Bett Norris

Perspectives

I Wish I Had Class

There is a grief counselor coming to our office today. We lost a coworker and friend last Thursday, July 20. Lost is a good word for it. We lost her. She is gone.

Louise was quiet, calm, and I always felt a sense of reservation about her, a centered dignity that I admired. We called her Saint Louise because she never lost her patience with the taxpayers we deal with every day. I admired her, and I respected her. I wish I had her class.

Louise was one of the few people I talked to about my writing. We shared a love for the history of the civil rights movement, and a deep sense of pride when the nation elected its first person of color to the presidency. Louise got to attend the inaugeration in Washington. I was envious, and she shared her photos with me when she returned.

Louise and I both came from large, loving families. Her husband Abraham has Alabama roots, so he and I talked Alabama football.

The thing about grief is this. It brings back other losses. For the last few days, I have been revisited by the grief over the death of my mother, so fresh it seems like it happened yesterday. And other losses too, come back and make new cuts in scar tissue I thought had healed: my brother’s death to cancer, my stepfather’s sudden death from a heart attack, the loss of my nephew, they all come back to me and they hurt again, just as much as when they happened.

These waves roll over me and push me down. I am awash with memories, tears, and hurt.

I miss Louise. I worked with her every day for eleven years, and many in our office worked with her for decades.

The thing about grief is, it knows no boundaries. It hurts us all equally. It shouldn’t hurt me as much as someone else who knew Louise lomger and better than I did. But grief does not make distinctions like that. The shock, the sense of loss, the anger, the pain and tears, none are measured according to how long you know someone, or how close you were. Grief strikes like a cudgel, indiscriminately, heavily, and disregards silent pleas that you be passed over this time because you already had your beating.

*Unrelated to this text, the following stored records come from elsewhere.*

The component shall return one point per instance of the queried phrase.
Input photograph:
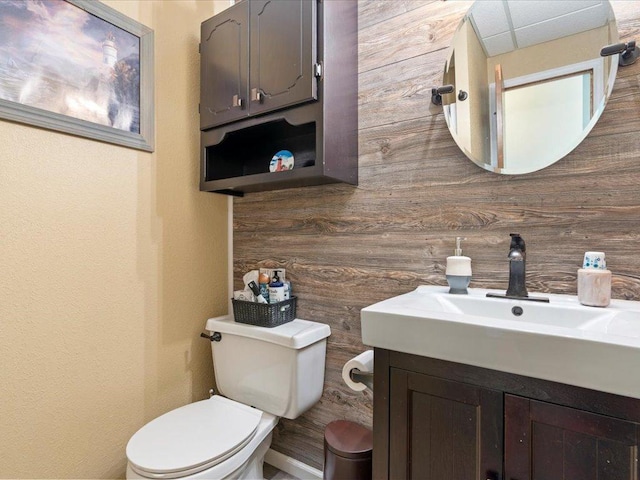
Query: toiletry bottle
(594, 281)
(276, 289)
(256, 291)
(458, 270)
(263, 282)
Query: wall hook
(436, 93)
(628, 52)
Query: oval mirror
(529, 81)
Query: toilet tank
(279, 370)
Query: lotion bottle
(458, 270)
(594, 281)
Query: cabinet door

I tried not to cry, tried not to feel anything, but grief slips in whether you brace yourself or not. Grief says I have more tears and pain to bear, and I can carry them because of Louise, or I can pay more on account of my mother, my brother, my stepfather, my nephew. I have a debt to pay to grief, it seems, and I don’t get to see the tally sheet.

I don’t get to know when I have paid enough. Grief just comes and takes from me.